The number of patients a practice radiographs in year is one determinant of the needs of a practice when shopping for a veterinary digital radiography system. During our prepurchase consultations, we ask vets how many studies they take each year. The response is usually something like “we took 668 films.”
Most veterinarians charge by the film or projection rather than the study. This is a practice that must be abandoned as it is as outdated as The Safety Dance*. In my discussions with veterinarians, however, it is clear that change is difficult and most veterinarians are reluctant to change the way they charge for radiographs in their practice. Hopefully, this article will convince you otherwise.
This business of charging by the film or projection allows the tail to wag the dog when charging for radiographs. In nearly all cases, it is bad medicine to allow any patient to leave the x-ray table with a single projection. Charging by the projection or film penalizes owners by making additional (necessary) projections more expensive which , in my experience, discourages many vets from obtaining extra projections.
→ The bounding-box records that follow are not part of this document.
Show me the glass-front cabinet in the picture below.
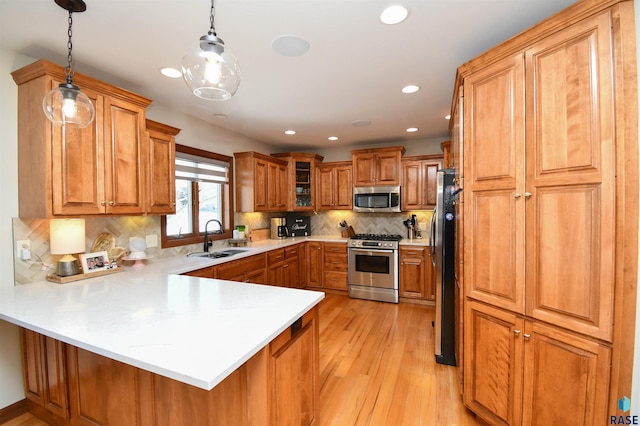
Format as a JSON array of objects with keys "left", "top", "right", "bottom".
[{"left": 271, "top": 152, "right": 324, "bottom": 211}]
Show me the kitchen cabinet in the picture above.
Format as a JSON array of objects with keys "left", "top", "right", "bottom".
[
  {"left": 351, "top": 146, "right": 404, "bottom": 186},
  {"left": 213, "top": 253, "right": 267, "bottom": 284},
  {"left": 464, "top": 301, "right": 610, "bottom": 425},
  {"left": 454, "top": 1, "right": 638, "bottom": 424},
  {"left": 399, "top": 246, "right": 436, "bottom": 301},
  {"left": 271, "top": 152, "right": 324, "bottom": 211},
  {"left": 20, "top": 328, "right": 69, "bottom": 424},
  {"left": 306, "top": 241, "right": 324, "bottom": 288},
  {"left": 316, "top": 161, "right": 353, "bottom": 210},
  {"left": 322, "top": 242, "right": 348, "bottom": 291},
  {"left": 400, "top": 155, "right": 442, "bottom": 211},
  {"left": 233, "top": 151, "right": 288, "bottom": 212},
  {"left": 146, "top": 119, "right": 180, "bottom": 214},
  {"left": 12, "top": 60, "right": 151, "bottom": 218}
]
I understand the fact that there is additional cost with film radiography (technician time, film costs, etc) but I contend that the incremental cost for an additional view does not even come close to the cost of missing a lesion or having the owner return to the practice for an additional projection.
With digital radiography the practice of charging by the film or projection is even more inane because with digital radiography the incremental cost of an extra projection is even less than with film as there is no cost for the sheet of film (but was that ever really a significant expense anyway?) and with DR systems the cost of technician time is even further reduced. As such, there is no real justification for charging by the film with digital radiography.
A failure to abandon the practice of charging by the film will also prevent hospitals from utilizing software features (soon to be**) present in the modern practice management software (PIMS) and digital radiography systems. In the near future we predict that integration and automated billing between PIMS and digital radiography will become commonplace in the veterinary practice. In the future, implementation of automated billing will require charging by the study a prerequisite to automated billing implementation.
The reason for this is that digital radiography systems operate in terms of a study. In DICOM, images are grouped as studies. When images are processed by the digital machine a processing algorithm is applied to all of the images in a study . Obtaining images of a different body part requires the application of a different processing which generally require starting a new study.
This grouping of images as a study and workflow of opening and closing a study to apply appropriate image processing to the images also enables practice management software to order a study (which includes a number of projections) and then bill for studies when the images are complete.
As you can see, if a practice is to maximize the efficiency afforded to them automated billing integration between digital radiography and practice management software it is essential to abandon the practice by charging by the film or projection and start charging by the study.
How you define a study in your practice is up to you. Presently we do not have industry standards for the number of projections that are included in a given study.